Archive for February, 2015

We were witnessing a particularly humorous event on the news this evening. John Boehner was excoriating the Senate Democrats, imploring them to “get off their asses” and vote for the homeland security funding bill. What’s humorous is: six months ago the Senate Republicans were a part of the “party of `no’”. Extreme partisans can vilify John by saying what he is doing is “evil”. Six months ago Harry Reid would be declared spot on for saying the same thing about Senate Republicans.

Of course the tables are turned. The R’s “control” both House and Senate. (Putting control in quotations is understanding that this “control” is limited, because the other side has certain procedural controls in the game.

So, let’s take a sport – I like baseball, but this could be applied to just about any team sport. The offensive team has one main member, the batter. His job is to hit the ball, that is hurled at the strike zone by the pitcher, and get on base or run the bases. Let’s compare the curve ball to the political “lie”. Oh my, that pitcher “lied” to the batter by pitching a curve ball. He lied to the batter! The ball was supposed to go high, but it went low. Do we say the pitcher was evil for “lying” to the batter by throwing a curve? There are many more strategies used in baseball by the defense to overcome strategies by the offense.

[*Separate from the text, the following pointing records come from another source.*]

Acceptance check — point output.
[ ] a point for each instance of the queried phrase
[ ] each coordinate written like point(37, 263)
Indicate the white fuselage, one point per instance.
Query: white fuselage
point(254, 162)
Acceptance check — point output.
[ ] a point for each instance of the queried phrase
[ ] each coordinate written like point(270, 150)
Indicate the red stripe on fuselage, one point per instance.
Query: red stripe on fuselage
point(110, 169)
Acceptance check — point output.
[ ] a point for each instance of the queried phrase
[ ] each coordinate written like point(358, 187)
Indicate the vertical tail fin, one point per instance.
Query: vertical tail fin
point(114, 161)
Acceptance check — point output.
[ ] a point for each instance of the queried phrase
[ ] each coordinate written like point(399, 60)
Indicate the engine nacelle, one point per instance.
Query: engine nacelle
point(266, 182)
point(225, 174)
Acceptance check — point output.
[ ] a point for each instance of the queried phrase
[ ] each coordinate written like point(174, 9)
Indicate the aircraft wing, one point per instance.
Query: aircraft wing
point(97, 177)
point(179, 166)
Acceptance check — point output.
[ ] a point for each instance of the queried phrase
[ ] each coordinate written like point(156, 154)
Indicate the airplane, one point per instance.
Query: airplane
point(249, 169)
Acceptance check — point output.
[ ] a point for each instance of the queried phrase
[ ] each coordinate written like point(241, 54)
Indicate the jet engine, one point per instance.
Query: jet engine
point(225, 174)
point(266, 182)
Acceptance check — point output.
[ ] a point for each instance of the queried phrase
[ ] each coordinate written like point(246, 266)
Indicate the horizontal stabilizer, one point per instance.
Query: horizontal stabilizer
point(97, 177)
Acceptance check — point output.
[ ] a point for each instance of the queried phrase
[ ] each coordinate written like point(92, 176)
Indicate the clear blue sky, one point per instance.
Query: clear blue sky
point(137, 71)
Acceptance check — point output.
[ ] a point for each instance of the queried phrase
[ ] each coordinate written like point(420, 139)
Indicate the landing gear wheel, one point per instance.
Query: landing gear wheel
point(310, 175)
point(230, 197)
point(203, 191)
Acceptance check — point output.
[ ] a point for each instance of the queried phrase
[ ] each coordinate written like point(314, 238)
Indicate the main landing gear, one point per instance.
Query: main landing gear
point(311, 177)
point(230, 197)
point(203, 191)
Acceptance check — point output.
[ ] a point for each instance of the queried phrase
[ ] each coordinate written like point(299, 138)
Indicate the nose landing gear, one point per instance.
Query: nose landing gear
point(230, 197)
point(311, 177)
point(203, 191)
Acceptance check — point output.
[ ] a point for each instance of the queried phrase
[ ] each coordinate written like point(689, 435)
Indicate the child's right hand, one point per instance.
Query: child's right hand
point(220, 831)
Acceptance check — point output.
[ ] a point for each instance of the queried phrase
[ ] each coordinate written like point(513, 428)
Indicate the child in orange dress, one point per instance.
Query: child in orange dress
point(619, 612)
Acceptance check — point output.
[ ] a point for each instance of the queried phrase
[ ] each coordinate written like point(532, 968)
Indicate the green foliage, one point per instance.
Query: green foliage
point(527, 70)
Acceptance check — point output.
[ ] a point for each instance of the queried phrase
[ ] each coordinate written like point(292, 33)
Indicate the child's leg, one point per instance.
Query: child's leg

At this point I have to interject the inadvisability of lying with impunity. The liar is not trusted when his lies are detected. The latest scandal of Brian Wilson, the NBC reporter who was released by NBC news for his lying about an event in the middle east. Will Brian ever be trusted again? There is a certain moral code regarding journalists that injects a credibility into the reporting of the news. But, if we simply limit the comparison between politics and sports, we can come to accept deception as a necessary element in doing the job. Once we understand that some people make things up (lie) we can coexist by not trusting what they say. We either accept or not their lying. We shun or socialize with them. Socializing with them removes the stigma in the interest of trying not to achieve teaching them a lesson (which won’t work with the pathological liar). If we shun them we close off any chance of reaching them and avoiding the tendency of evil to fester in the soul of the liar, and result in some catastrophic evil. But, this social commentary is digressing from the subject of politics as a sport. How do we know the politician is lying? No, not when his lips are moving. Try Factcheck.org. While I think the staff sometimes nitpicks, it is a good source to determine the validity of politician’s utterances.

Of course there is the element of cheating. Some people believe that cheating is only bad if the cheater either gets caught or doesn’t, you pick – one is the cynical approach and the other is the realistic. It is pretty much in the court of public opinion whether the cheater is punished, even though there is a system to detect and punish the cheater.